The 2nd big piece of news is that again, tons of studies have shown that your subconscious mind, as a baby, and even pre-conception, conception, prenatal, and early post-natal are completely formed by your mother and father.  Holy crap Batman, we are SCREWED!  Right? No.  You still have a conscious mind and free will, if you use it and activate it.  What your mother thought, felt, watched, said, experienced, ate, the people she hung around, imprinted your subconscious mind that you have no control over and cannot change.  I thought I was going to fall off of my chair when I read that.  The best thing you can do with this is create a good power-sharing relationship between your conscious self (your will) and your subconscious mind (your programming).

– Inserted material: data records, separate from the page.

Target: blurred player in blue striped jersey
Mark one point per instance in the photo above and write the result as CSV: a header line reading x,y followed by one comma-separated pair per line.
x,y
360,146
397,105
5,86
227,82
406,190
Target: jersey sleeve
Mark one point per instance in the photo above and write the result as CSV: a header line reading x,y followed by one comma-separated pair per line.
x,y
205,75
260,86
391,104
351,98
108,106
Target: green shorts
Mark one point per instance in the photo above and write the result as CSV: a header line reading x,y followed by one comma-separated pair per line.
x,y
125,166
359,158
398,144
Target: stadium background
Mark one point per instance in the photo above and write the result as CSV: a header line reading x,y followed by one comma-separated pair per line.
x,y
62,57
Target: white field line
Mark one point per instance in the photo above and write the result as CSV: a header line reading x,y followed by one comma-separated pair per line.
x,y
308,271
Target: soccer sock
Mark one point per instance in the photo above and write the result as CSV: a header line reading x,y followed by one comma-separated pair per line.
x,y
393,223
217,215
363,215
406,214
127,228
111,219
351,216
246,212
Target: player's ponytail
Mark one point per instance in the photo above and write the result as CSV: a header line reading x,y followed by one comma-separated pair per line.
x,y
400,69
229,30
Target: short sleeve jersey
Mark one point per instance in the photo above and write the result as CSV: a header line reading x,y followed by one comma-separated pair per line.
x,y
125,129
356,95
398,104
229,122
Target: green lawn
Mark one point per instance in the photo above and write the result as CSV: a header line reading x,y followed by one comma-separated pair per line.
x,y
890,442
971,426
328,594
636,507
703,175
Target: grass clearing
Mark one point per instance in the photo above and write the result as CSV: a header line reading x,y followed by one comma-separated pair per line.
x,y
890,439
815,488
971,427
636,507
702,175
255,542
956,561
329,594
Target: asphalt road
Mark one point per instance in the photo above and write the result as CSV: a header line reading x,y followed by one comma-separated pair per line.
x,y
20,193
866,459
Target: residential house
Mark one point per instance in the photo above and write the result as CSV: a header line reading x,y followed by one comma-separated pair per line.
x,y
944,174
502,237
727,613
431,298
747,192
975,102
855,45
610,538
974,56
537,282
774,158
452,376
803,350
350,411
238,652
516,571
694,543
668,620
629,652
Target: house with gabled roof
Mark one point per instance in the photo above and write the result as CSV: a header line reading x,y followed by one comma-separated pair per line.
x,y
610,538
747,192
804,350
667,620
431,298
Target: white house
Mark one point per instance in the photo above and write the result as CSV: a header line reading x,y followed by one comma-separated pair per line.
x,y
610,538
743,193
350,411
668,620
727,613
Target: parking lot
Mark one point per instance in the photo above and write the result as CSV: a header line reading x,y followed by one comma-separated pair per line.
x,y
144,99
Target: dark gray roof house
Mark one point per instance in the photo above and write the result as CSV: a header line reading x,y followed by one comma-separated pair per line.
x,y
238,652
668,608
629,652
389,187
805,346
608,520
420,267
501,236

Now, before we all panic, do you really know your facts here?  What year were you born? Now go back 12 months (or so) and FIND OUT, if you don’t already know, what your mother was doing, thinking, feeling, and experienced a few months before you were conceived, and then when you were in utero.  That is if you can. This is big information for you because the way it works is, when you as a personality are not consciously picking your life today, willing the way you want things to go, making decisions, etc., you mind relaxes into vigilant subconscious mode, which  you are not in the least aware of, controlled by…your parents.  Holy crap!!  This is frightening to me. When you wonder why you do something that you did not choose…look at your parents.  You imprinted on it like a sponge in utero!  It’s not your fault and you can’t change it.

I was born in 1963.  My mother’s conscious mind, while I was in utero was in the 1950’s world.  That is accurate.  My house today tends to be retro, I’m traditional, love baking, homemaking, cooking, gardening, eating, Leave it To Beaver nauseating stuff feels natural to me.  I can’t help it!  My conscious, birth personality is the opposite, thank god.  I’m a free spirit gypsy, end of the line hippie, artist, dreamer, holistic, musician.  Ah…that’s better.  June Cleaver with hippie flowers and peace sign tattooed on her back is more like it.  I will be going toward that light from now on.

So, if you want to understand yourself better, take your birth year and go backwards into your mother’s time, her way of thinking, and what mindset she was in when you were in her and you will find some BIG answers.  Secondary to her is your father and then all the others in the home and others around them.